Happily, Australia doesn't share a river with anyone. But it is limbering up for its own internal hydrological strife. This week, Maywald complained that irrigators in upstream NSW had been breaching their limits on abstractions of water from the Murray for several years, leaving river flows in South Australia dangerously low. During eight years of drought, the total over-abstraction upstream would have filled most of Adelaide's taps in that time, she says.

What should we do? At a World Water Forum held in Mexico City in March, engineers, politicians and financiers called for investment in more dams and water-abstraction schemes to meet growing demand for water. But what is the point of more dams when the rivers are drying up?

Clearly, there needs to be an engineering rethink. One option is schemes to move water from wetter to drier areas. China is spending $60billion on a vast canal project to pump water from the wet south to the arid north. Australians from time to time discuss huge canals or pipes to bring water south from the rivers of the monsoon lands of the north, such as the Clarence, Daly and Burdekin.

But such schemes are catastrophically expensive and may in any case fall foul of changing climate. Earlier this year, it emerged that one source area for China's south-north scheme is drying up, so the main canal may never fill. And Australian schemes work out more costly than desalinated seawater. Farmers could never afford their product.

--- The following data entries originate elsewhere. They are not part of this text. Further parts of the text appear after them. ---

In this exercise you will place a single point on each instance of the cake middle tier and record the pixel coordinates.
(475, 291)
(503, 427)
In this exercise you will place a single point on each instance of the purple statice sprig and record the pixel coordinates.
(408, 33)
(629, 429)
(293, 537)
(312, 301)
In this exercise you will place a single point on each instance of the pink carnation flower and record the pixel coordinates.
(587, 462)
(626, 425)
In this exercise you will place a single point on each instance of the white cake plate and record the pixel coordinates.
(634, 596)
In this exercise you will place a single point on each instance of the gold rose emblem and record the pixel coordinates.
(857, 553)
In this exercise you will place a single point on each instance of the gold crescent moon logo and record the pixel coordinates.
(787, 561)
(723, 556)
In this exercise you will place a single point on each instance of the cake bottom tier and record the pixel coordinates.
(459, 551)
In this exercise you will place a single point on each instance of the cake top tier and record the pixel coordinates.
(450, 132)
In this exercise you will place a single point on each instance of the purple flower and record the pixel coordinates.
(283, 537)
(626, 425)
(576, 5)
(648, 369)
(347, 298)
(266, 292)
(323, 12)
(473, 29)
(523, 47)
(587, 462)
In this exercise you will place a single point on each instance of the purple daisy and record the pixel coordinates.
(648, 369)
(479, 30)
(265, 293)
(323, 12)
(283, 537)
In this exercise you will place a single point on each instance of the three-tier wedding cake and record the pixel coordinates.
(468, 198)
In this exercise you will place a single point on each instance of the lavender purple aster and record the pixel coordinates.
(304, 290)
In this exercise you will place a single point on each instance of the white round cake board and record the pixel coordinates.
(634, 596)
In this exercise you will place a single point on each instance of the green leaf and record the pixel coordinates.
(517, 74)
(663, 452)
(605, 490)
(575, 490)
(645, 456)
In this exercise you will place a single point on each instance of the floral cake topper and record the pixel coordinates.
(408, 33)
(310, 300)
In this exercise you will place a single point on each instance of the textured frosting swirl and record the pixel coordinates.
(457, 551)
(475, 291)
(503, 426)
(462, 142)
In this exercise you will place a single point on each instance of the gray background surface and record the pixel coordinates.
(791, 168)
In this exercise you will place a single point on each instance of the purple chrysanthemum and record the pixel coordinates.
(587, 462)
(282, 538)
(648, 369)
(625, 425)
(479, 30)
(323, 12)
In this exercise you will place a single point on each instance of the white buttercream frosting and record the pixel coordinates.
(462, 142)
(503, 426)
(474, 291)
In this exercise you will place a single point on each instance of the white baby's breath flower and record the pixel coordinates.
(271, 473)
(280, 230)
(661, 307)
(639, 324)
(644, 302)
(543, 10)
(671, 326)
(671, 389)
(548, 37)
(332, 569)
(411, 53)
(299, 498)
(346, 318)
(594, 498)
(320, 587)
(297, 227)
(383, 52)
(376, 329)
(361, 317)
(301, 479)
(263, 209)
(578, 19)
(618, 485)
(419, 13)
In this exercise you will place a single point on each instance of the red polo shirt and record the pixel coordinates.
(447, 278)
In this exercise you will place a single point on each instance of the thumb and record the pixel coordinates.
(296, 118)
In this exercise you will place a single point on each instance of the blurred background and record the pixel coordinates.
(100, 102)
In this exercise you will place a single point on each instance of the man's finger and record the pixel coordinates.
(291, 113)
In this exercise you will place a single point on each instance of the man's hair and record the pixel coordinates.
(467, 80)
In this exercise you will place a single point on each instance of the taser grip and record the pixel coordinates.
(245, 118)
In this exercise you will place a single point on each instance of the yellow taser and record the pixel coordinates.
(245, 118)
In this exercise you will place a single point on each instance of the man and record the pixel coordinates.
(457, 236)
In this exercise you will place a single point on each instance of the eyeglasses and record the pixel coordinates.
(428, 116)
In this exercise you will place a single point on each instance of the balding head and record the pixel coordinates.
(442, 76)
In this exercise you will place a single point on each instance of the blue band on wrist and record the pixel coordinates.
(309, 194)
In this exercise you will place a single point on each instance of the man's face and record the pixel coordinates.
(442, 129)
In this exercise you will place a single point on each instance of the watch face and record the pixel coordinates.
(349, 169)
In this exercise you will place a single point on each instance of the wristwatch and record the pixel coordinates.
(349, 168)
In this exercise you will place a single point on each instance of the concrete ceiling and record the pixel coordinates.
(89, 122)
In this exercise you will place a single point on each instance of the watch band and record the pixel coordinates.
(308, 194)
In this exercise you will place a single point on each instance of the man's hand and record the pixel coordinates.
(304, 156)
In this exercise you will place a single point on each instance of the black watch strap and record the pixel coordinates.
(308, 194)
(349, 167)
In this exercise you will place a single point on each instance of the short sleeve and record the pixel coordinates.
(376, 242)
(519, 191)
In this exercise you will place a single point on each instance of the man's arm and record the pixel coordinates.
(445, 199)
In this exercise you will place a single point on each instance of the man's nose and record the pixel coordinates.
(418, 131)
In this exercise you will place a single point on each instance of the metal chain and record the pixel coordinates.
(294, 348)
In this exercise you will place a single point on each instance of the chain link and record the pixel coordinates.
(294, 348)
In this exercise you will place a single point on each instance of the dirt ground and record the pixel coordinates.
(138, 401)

But there are better ways. The good news is that we can use our water far more efficiently. Often that can be done locally. Rainwater harvesting is a simple technology, inexplicably forgotten in our modern world of big engineering. But it is catching on again. In India, thousands of farming villages have begun catching the summer monsoon rains and storing the water in ponds and down their wells. Maybe Australian farmers have a thing or two to learn from them.

We also need to recycle water and reduce the rampant waste in most water engineering schemes. Those reservoirs on the cotton farms of Queensland lose up to 40 per cent of their water in a year to evaporation. Lake Nasser, behind Egypt's Aswan High Dam on the Nile, loses more water annually to evaporation than Britain uses in a year.

Blue revolution

Millions of farmers worldwide still irrigate their crops by flooding their fields. Most of the water evaporates and little, in practice, reaches the plants. But cheap, modern systems of drip irrigation - delivering water drop by drop close to the crop roots - can cut water demand by 70 per cent or 80 per cent. Many of Australia's hi-tech farms are adopting such systems. But often they are using them to expand their acreage rather than to keep water in the rivers

Scientists say we need a blue revolution to breed crops that use water better and to train farmers to use water more sparingly. They are working on it. Of course we will all have to join in to save water as best we can, turning off taps, fixing leaks, watering plants at night, sparing the toilet flush sometimes.

But wait a moment before you log on to buy one of those jokey T-shirts advertised on the internet with slogans such as Save Water, Bathe With a Friend. Good message, but you could fill roughly 25 bathtubs with the water needed to grow the cotton needed to make the shirt.